Reputation: 13
I'm working with PyFlink and have encountered an issue where my final output contains duplicated records despite my SQL queries being tested and working correctly in SQL. My setup includes a Kafka consumer that receives CalledNumber, and I am trying to join this stream with a static dataset read from a CSV file. Here is my setup:
I tried first to execute as one big query
with cte as(
select
SetupTime
,CallingNumber
,CalledNumber
,UniqueRecordID
,Zone
,CAST( Code as DOUBLE) as Code
,Rate
,sd.FileName as FileName
from streaming_data sd
left join static_data st
ON sd.CalledNumber LIKE CONCAT(st.Code, '%')
)
,
LongestMatch as(
select
SetupTime
,CallingNumber
,CalledNumber
,max(Code) as Code
,UniqueRecordID
,FileName
from cte
group by
SetupTime
,CallingNumber
,CalledNumber
,UniqueRecordID
,FileName
)
select
CalledNumber
,Zone
,CAST(st.Code AS VARCHAR(30)) AS Code
,CAST(Rate AS VARCHAR(30)) AS Rate
,SetupTime
,UniqueRecordID
,FileName
from LongestMatch lm
left join static_data st on lm.Code= CAST (st.Code as DOUBLE)
i also tried splitting queries into one query and multiple tables, using table api
static_data = ts_env.from_path("static_data")

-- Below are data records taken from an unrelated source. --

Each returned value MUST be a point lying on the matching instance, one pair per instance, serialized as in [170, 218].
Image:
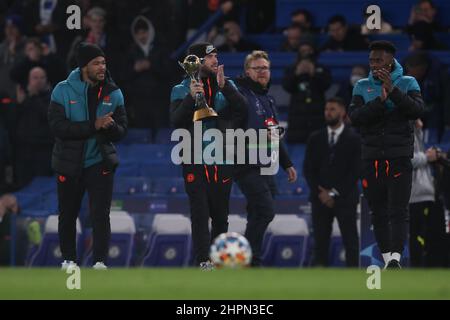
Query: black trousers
[427, 234]
[208, 188]
[322, 220]
[259, 190]
[99, 184]
[387, 188]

static_data_renamed = static_data.select(
expr.col("Zone").alias("static_zone"),
expr.col("Code"),
expr.col("Rate")
)
cte_query= """
select
SetupTime
,CallingNumber
,CalledNumber
,UniqueRecordID
,CAST( Code as DOUBLE) as Code
,sd.FileName as FileName
from streaming_data sd
left join static_data st
ON sd.CalledNumber LIKE CONCAT(st.Code, '%')
"""
cte = ts_env.sql_query(cte_query)
ts_env.create_temporary_view("cte", cte)
# Group by 'Zone' and calculate the maximum 'Code' for each group
max_code_by_zone = (
cte.group_by(
expr.col("CalledNumber")
,expr.col("SetupTime")
,expr.col("UniqueRecordID")
,expr.col("FileName")
)
.select(
expr.col("Code").max.alias("max_code")
,expr.col("CalledNumber")
,expr.col("SetupTime")
,expr.col("UniqueRecordID")
,expr.col("FileName")
)
)
#Join the tables on the specified condition
joined_table = (
static_data_renamed
.join(max_code_by_zone)
.where( expr.col("Code").cast(DataTypes.DOUBLE()) == expr.col("max_code"))
)
# # # Select specific columns from the joined table
final_result = (
joined_table
.select(
expr.col("CalledNumber"),
expr.col("static_zone").alias("Zone"),
expr.col("Code").cast(DataTypes.STRING()).alias("Code"),
expr.col("Rate").cast(DataTypes.STRING()).alias("Rate"),
expr.col("SetupTime"),
expr.col("UniqueRecordID"),
expr.col("FileName")
)
)
final_result.execute().print()
Here sample result
| +I | xxxxxxxxxxx | 236 | 0.31771425 | 2024-08-09T14:17:50.927606 | ef15016b-8a9e-430a-acf4-cb0
| -U | xxxxxxxxxxx | 236 | 0.31771425 | 2024-08-09T14:17:50.927606 | ef15016b-8a9e-430a-acf4-cb0
| +I | zzzzzzzzzz | 266 | 0.4332153 | 2024-08-09T14:17:50.927606 | b08f3a3f-4f68-4915-a7c8-7c2
| +U | yyyyyyyyyyyy | 23350 | 0.16603965 | 2024-08-09T14:17:50.927606 | 31acf9de-405d-4af9-a255-324
| +I | yyyyyyyyyyyy | 233 | 0.21922425 | 2024-08-09T14:17:50.927606 | 31acf9de-405d-4af9-a255-324
| -U | yyyyyyyyyyyy | 233 | 0.21922425 | 2024-08-09T14:17:50.927606 | 31acf9de-405d-4af9-a255-324
I also tried applying ROW_NUMBER() in order to exclude and take final result.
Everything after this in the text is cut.